PHP Generators: To Yield or Not to Yield?

When I first worked in a Scala project, I came across yield. According to the Scala’s official documentation, “ yield is part of “for comprehensions … Scala’s ‘for comprehension’ is nothing more than syntactic sugar for composition of multiple monadic operations”.

Only a few years ago I realised that yield existed in PHP as well. It was introduced back in 2012 in PHP 5.5. (RFC)

In PHP, any function containing yield is a generator function. A generator function looks just like a normal function, except that, instead of returning a value, a generator yields as many values as it needs to.

In PHP, a generator is nothing more than syntactic sugar for Iterator implementation.

So what is so special about generator functions?

Let’s try to figure this out by using a simple example:

We will create a generator function that returns a range of numbers, picking up 1 (one) as the default step.

<?php declare(strict_types=1);

function numbersRange(int $max) {
    for ($i = 0; $i < $max; $i++) {
        yield $i;
    }
}

foreach(numbersRange(10) as $number) {
    echo $number;
}

“We could do the same with a simple foreach”, someone could say; and they would be right.

<?php declare(strict_types=1);

function numbersRange(int $max) {
    $a = [];
    for ($i = 0; $i < $max; $i++) {
        $a[] = $i;
     }
    return $a;
}

But let’s start thinking more like engineers. What if the max number is extremely big? What if we pass, for example, PHP_INT_MAX as an argument in both functions?

The first one prints values without any problem. However the second will throw an error!

Fatal error: Allowed memory size of n bytes exhausted

The heart of a generator function is the yield keyword. In its simplest form, a yield statement looks much like a return statement, except that, instead of stopping execution of the function and returning, yield provides a value to the code looping over the generator and pauses execution of the generator function.

This is the reason why in the first example we do not run out of memory.

So far so good. What about processing time?

Some people are raising concerns regarding processing time while using generators.

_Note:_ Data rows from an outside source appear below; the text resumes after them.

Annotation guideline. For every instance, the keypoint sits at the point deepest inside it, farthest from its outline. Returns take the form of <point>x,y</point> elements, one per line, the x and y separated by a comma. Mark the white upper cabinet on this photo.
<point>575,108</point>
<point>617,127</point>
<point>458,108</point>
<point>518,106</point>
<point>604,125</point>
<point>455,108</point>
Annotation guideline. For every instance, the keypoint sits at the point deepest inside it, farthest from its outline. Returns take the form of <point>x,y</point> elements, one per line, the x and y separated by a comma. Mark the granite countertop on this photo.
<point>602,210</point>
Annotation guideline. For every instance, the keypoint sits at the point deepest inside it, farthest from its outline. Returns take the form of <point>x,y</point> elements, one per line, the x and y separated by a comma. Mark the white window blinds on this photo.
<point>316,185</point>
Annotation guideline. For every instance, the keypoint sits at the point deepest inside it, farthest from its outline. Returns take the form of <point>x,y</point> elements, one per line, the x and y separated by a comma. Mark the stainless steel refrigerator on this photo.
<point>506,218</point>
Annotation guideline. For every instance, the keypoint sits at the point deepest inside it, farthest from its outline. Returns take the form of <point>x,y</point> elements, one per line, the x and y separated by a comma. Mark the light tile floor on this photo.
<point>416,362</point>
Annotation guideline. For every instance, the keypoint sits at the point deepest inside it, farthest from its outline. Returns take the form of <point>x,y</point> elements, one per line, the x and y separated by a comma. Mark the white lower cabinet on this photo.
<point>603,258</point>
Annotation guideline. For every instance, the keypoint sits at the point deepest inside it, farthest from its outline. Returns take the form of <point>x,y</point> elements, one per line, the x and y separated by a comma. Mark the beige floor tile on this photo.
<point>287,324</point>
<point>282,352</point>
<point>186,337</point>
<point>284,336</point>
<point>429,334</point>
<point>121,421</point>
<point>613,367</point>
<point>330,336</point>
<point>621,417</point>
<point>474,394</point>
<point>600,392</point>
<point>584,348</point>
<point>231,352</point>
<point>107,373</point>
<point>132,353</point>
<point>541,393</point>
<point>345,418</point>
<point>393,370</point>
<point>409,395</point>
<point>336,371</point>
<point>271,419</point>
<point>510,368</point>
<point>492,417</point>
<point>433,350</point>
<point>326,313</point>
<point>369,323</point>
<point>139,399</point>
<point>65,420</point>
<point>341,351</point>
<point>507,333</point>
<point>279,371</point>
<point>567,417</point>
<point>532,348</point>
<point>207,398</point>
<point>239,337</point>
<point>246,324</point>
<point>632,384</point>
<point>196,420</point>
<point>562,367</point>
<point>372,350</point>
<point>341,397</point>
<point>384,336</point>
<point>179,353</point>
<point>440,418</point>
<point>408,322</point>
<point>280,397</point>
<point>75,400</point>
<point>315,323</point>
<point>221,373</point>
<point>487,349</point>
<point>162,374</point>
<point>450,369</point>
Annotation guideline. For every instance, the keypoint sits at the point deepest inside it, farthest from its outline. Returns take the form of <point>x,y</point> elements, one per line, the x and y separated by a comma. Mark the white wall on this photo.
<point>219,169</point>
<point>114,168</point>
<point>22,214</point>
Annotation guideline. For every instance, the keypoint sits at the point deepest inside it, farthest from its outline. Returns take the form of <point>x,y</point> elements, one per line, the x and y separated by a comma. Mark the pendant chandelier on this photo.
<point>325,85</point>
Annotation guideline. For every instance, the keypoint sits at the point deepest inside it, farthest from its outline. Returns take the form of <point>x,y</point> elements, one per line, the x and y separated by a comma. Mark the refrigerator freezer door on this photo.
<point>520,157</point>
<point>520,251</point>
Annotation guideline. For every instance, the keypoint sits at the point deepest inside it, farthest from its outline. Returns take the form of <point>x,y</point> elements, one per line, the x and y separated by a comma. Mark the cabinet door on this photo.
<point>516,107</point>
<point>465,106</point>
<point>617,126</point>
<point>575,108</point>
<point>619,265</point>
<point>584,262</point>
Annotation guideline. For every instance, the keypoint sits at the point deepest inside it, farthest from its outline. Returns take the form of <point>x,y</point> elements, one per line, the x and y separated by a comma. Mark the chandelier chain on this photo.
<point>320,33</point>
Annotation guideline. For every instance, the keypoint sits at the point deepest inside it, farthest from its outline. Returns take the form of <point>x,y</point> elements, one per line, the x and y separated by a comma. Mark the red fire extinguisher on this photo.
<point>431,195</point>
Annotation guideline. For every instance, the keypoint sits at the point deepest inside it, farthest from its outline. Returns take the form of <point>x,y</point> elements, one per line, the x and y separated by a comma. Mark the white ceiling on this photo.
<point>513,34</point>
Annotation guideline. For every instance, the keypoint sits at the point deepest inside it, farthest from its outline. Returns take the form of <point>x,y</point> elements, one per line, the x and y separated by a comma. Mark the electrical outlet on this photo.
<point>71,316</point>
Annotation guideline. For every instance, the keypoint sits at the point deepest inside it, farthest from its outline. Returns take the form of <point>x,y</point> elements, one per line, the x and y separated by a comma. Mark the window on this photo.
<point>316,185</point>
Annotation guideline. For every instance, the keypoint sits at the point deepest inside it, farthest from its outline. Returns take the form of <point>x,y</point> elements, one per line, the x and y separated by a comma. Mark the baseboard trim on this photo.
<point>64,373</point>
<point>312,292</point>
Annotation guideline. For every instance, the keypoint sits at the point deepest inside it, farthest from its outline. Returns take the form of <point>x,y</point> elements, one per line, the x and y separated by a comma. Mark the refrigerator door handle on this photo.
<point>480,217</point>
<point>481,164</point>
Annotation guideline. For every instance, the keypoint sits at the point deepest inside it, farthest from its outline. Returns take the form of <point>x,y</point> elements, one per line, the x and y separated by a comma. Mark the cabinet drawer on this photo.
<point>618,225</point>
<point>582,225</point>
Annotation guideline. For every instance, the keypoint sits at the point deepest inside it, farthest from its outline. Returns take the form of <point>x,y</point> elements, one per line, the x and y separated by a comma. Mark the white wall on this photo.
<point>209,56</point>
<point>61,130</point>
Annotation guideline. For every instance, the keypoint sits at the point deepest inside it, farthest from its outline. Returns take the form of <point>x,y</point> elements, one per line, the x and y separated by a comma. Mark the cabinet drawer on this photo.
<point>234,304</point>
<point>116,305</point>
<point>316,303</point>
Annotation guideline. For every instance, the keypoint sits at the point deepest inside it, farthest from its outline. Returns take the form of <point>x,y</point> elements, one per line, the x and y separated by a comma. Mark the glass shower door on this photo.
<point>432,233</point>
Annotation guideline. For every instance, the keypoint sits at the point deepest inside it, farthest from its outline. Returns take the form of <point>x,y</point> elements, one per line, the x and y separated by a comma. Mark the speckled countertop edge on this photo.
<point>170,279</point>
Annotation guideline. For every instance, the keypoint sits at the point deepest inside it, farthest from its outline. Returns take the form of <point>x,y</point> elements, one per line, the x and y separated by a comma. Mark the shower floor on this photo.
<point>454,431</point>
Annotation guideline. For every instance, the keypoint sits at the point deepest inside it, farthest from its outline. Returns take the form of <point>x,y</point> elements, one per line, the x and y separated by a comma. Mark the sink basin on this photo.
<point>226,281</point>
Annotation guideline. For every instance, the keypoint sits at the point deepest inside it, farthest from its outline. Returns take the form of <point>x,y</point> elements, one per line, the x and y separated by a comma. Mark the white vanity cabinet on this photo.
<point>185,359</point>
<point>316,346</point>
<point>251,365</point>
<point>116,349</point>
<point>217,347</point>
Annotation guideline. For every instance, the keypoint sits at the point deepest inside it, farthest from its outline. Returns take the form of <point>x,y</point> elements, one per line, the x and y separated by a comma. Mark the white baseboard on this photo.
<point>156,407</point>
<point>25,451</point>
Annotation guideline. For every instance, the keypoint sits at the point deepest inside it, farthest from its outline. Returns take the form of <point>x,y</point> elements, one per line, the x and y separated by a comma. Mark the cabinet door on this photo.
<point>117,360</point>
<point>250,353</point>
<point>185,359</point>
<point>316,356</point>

According to the official PHP documentation:

A generator allows you to write code that uses foreach to iterate over a set of data without needing to build an array in memory, which may cause you to exceed a memory limit, or require a considerable amount of processing time to generate.

If you do care about the iteration only, then obviously iteration over a generator takes more time than iteration over an array, since generator must always generate values whenever you call it.

However, when trying to do benchmarking (comparing processing time), bear in mind that you will need some time NOT only to traverse the array but also to create it!

Bear also in mind that generator function is not intended to replace usage of arrays. Generators provide an easy, boilerplate-free way of implementing iterators.

Conclusion

In short, feel free to use generators wherever you have to traverse large amounts of data that will cause an application crash. Big files or tables in DBs can all be easily handled via the usage of a generator function!